Berita

Charging Baterai Super Cepat Huawei : 5 Menit Charging, 10 Jam Bicara

Waktu adalah uang, begitu kata orang. Tidak seorang pun suka menunggu proses charging gadget mereka. Sejak Qualcomm merilis teknologi Quick Charge (versi terbaru yakni Quick Charge 3.0 mampu mengisi baterai hingga 80% dalam waktu 30 menit), kini berbagai vendor smartphone mulai berlomba-lomba menerapkan teknologi tersebut untuk produk mereka. Salah satunya adalah Huawei.

Charging Baterai Super Cepat Huawei

Pada konferensi di Nagoya, Jepang, tanggal 13 November 2015 lalu, Huawei mempresentasikan generasi terbaru teknologi quick-charging dalam dua prototipe produk baterai terbaru mereka. Baterai pertama berkapasitas 600 mAh mampu diisi ulang sampai kapasitas 68% dalam waktu 2 menit saja. Sementara baterai kedua yang berkapasitas 3000 mAh hanya dalam waktu 5 menit dapat diisi ulang hingga 48% kapasitas, yang setara dengan 10 jam waktu bicara. Tetapi, patut dicatat, dalam presentasi tersebut kedua baterai itu tidak diisi ulang melalui charging port seperti baterai gadget pada umumnya, melainkan melalui suatu hardware khusus berbentuk kotak. Hal ini dapat dimaklumi karena kedua baterai itu baru berupa prototipe.

Lalu, kok bisa secepat itu?
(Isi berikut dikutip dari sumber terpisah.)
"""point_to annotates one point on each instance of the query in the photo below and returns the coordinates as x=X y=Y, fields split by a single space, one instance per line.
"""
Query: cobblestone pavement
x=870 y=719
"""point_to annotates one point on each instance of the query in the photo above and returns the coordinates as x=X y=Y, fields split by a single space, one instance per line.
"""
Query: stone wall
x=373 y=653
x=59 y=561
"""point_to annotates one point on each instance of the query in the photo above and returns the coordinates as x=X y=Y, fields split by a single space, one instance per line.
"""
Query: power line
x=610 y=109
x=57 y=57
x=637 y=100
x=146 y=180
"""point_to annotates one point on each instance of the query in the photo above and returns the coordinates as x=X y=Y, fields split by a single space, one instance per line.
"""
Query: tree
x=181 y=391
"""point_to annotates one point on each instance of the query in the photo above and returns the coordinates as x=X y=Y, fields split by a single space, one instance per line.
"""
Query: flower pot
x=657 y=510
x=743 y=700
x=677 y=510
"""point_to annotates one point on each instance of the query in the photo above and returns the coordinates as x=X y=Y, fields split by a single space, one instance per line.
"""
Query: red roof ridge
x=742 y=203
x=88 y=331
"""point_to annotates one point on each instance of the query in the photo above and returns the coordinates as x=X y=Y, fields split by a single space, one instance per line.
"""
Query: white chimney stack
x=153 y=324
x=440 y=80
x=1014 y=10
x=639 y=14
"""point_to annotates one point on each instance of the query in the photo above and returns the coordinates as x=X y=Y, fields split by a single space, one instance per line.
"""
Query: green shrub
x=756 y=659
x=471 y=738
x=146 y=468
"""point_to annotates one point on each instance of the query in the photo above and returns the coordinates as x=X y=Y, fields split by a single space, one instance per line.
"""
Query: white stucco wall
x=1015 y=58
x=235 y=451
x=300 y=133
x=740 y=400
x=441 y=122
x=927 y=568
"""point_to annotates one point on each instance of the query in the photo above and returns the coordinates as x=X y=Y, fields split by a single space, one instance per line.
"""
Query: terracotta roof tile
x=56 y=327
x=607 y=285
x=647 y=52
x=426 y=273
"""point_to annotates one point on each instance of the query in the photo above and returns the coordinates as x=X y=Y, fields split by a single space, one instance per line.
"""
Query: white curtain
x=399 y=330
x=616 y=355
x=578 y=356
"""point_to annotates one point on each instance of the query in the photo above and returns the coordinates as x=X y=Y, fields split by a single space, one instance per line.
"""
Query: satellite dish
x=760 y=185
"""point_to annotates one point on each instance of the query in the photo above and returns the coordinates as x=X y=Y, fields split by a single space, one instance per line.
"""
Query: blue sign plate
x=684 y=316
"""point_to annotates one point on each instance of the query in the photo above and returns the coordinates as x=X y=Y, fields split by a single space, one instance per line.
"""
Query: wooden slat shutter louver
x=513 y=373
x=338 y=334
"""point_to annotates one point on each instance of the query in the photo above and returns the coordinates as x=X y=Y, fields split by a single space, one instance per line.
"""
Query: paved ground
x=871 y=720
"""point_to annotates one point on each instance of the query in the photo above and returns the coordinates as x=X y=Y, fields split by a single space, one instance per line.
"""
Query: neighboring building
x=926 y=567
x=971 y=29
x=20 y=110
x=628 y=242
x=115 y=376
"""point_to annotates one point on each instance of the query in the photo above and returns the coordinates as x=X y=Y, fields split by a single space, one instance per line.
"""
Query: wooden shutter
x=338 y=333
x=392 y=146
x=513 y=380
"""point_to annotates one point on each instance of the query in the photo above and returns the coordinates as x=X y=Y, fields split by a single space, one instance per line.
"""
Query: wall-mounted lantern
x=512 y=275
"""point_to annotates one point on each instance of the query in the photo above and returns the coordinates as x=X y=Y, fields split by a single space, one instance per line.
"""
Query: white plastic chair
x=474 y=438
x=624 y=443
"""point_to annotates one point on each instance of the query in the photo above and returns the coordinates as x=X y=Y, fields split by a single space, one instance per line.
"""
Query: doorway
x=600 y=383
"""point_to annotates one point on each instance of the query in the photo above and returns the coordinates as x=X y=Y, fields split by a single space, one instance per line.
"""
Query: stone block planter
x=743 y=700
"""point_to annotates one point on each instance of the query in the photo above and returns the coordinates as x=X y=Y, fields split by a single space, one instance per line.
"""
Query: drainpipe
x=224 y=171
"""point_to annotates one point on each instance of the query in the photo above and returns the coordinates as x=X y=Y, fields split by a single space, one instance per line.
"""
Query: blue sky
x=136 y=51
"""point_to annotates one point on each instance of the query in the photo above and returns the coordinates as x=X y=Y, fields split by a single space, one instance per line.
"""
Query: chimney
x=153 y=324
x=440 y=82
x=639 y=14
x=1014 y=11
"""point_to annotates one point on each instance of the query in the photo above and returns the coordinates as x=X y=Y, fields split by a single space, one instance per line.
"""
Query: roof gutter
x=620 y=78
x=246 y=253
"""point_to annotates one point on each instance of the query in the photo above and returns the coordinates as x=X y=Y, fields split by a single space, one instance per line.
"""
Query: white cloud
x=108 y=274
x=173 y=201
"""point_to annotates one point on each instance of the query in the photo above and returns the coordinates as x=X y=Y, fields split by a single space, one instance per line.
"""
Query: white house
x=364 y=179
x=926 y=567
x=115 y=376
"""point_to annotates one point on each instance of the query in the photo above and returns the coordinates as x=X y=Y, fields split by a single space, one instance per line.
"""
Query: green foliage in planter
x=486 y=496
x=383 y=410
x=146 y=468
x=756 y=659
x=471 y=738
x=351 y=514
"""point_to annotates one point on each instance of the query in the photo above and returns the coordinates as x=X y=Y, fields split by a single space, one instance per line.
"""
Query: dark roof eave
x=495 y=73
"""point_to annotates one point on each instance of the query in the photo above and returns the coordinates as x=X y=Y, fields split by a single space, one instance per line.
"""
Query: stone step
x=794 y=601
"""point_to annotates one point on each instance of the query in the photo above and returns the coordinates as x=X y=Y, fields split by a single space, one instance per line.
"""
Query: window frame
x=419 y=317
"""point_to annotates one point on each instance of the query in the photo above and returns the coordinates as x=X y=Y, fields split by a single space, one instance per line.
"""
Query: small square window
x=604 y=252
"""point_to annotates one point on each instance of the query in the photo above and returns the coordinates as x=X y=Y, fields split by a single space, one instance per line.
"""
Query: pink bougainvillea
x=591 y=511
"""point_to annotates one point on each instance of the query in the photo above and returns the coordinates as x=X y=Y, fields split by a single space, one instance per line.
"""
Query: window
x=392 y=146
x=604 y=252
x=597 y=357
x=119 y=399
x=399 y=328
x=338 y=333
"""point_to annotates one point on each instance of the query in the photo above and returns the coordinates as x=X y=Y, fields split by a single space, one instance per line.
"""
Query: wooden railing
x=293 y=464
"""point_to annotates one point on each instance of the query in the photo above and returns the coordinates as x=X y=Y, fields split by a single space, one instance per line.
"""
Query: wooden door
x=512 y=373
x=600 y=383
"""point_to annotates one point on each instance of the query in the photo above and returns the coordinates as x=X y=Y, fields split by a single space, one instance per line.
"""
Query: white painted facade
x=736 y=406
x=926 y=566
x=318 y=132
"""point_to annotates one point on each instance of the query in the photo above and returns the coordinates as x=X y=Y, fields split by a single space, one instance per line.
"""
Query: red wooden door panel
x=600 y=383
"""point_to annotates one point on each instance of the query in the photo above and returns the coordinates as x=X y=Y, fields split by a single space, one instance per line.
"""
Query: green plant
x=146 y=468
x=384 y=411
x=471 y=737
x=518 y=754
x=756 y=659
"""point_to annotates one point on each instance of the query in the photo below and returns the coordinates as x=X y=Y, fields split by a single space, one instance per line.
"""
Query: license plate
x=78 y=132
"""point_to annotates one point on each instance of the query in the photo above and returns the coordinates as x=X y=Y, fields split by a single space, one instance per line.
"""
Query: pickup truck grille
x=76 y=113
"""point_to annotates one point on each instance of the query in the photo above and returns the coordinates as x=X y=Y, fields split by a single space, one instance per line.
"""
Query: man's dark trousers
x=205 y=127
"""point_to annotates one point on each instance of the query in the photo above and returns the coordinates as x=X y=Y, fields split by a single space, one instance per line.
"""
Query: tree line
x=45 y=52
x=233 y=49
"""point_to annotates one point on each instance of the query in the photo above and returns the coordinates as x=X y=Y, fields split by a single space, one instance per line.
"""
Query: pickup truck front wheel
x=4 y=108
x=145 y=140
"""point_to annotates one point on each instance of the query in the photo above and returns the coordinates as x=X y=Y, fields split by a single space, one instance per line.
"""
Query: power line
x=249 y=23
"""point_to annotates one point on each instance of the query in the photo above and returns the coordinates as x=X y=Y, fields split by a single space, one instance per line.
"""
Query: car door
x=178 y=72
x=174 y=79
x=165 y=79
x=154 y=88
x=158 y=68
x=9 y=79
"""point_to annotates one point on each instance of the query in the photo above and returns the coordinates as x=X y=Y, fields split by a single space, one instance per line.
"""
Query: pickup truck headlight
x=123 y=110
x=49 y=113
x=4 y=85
Pabrikan China itu menyatakan bahwa mereka memakai baterai lithium-ion model baru. Mereka melekatkan heteroatom ke molekul-molekul grafit pada anoda baterai. Dengan demikian, baterai mampu menjalani pengisian super cepat tanpa terjadi penurunan kepadatan maupun umur baterai. Hal ini berbeda jika dibandingkan dengan teknologi-teknologi quick-charging sebelumnya, di mana jumlah arus yang masuk ke baterai hanya sekadar ditingkatkan, tanpa mendesain baterai agar mampu menerima arus yang besar.

Sayangnya, Huawei belum menyatakan kapan kedua produk baterai ini akan masuk ke pasaran. Mari kita tunggu saja saat di mana kedua baterai ini akan menjadi senjata baru Huawei.